Chapter 18b: Seal of the Night

33 3 0
                                    

Don't forget to vote and comment :)

***

Tanpa sadar, Emma tersenyum. Owen pun ikut tersenyum. Ia mengelus rambut Emma penuh sayang. "Kau sudah besar, ya sekarang." ujar Owen. "You know, what? Don't grow up too fast.

Ketenangan yang melanda mereka seketika terpecah ketika Liam berseru, "Makan malam sudah siap!"

***

Malam yang tenang itu pun seketika menjadi ramai. Mereka bercengkerama menghabiskan malam itu dengan santai berhubung besok adalah hari Sabtu dan sekolah mereka diliburkan. Semua makanan di atas meja, mulai dari yakiniku, sushi, hingga teriyaki ludes mereka santap bersama. Setelah selesai makan, ibu Liam pun masuk ke rumah untuk membuat matcha. 

Liam sebagai tuan rumah pun memulai pembicaraan. "Ehem, jadi ayo kita mulai mendiskusikan langkah apa lagi yang akan kita ambil selanjutnya." ujar Liam. Ia kemudian memperhatikan Ava yang baru saja Ia sadari, hanya diam sedari tadi. 

"Ava? Ada yang ingin kau katakan mungkin?" tanya Liam.

Yang dipanggil pun segera mengangkat kepalanya dan melihat tatapan mereka semua tertuju padanya. Ava menghembuskan nafas panjang dan pelan. Ia tampak berpikir sejenak sebelum mulai berbicara. 

"Ibuku jadi semakin tertutup akhir-akhir ini. Kurasa akan sangat sulit untuk mengorek informasi darinya. Kita harus segera pikirkan cara lain. Aku sudah berusaha untuk memancing ibu, tapi ibu selalu diam. Aku tak tau harus pakai cara apa lagi." ujar Ava sambil menyandarkan kepalanya di bahu Oliv.

Merekapun merasa khawatir pada Ava. "Kalau begitu, apa yang harus kita lakukan sekarang? Apa ada yang punya saran?" tanya Jacob.

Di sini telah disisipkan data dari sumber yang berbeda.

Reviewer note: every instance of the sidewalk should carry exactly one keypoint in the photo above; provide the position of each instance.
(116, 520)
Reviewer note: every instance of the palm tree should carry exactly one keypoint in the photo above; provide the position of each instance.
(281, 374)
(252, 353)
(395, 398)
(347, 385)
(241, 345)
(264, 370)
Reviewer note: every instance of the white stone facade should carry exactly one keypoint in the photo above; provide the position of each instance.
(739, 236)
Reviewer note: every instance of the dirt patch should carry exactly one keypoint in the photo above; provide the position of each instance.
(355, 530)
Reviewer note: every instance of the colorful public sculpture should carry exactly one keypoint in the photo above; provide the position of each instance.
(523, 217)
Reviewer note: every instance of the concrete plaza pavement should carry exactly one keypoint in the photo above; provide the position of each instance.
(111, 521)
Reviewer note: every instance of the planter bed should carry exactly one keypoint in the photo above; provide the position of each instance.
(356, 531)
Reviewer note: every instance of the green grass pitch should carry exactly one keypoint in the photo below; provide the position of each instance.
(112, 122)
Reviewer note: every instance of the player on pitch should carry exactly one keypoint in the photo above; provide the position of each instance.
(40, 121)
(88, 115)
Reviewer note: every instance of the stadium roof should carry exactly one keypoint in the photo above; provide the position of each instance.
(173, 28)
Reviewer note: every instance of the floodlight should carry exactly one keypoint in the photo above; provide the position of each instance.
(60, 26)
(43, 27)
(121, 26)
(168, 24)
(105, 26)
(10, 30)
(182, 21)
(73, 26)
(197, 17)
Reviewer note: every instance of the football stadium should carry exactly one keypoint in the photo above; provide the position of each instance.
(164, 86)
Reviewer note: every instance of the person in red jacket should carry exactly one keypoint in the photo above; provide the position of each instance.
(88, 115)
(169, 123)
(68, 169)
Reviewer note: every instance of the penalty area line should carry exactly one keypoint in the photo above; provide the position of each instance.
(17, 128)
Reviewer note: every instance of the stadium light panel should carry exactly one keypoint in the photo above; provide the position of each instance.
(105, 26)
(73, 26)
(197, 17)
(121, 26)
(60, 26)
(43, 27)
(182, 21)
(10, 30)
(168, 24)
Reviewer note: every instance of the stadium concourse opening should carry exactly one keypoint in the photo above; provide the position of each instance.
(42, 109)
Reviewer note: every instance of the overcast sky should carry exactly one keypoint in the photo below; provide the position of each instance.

Semuanya tampak berpikir keras. Emma melirik mereka satu per satu. Ia mendengus kesal dan bangkit berdiri secara tiba-tiba membuat perhatian semua orang tertuju padanya.

"Ayolah, apa tidak ada dari kalian yang memikirkan hal yang sama denganku?" tanya Emma.

"Tunggu, sebenarnya apa yang kau pikirkan? Bagaimana kami bisa tau kau punya pemikiran yang sama dengan kami?" tanya Oliv.

"Ayolah, caranya mudah sekali. Kita lakukan sekarang!" seru Emma antusias.

"Apa yang harus kita lakukan, Emma?" tanya Ava bingung.

"Di sini sudah ada Liam dan Ava. Kita bisa langsung ke rumah sakit sekarang dan lakukan tes DNA, kalau kita benar-benar ingin tau keduanya saudara atau bukan." usul Emma.

Semuanya saling berpandangan. "Ayolah, ini cara terinstan dan paling efisien juga efektif yang bisa kupikirkan. Apalagi kalau bukan tes DNA?" tanya Emma.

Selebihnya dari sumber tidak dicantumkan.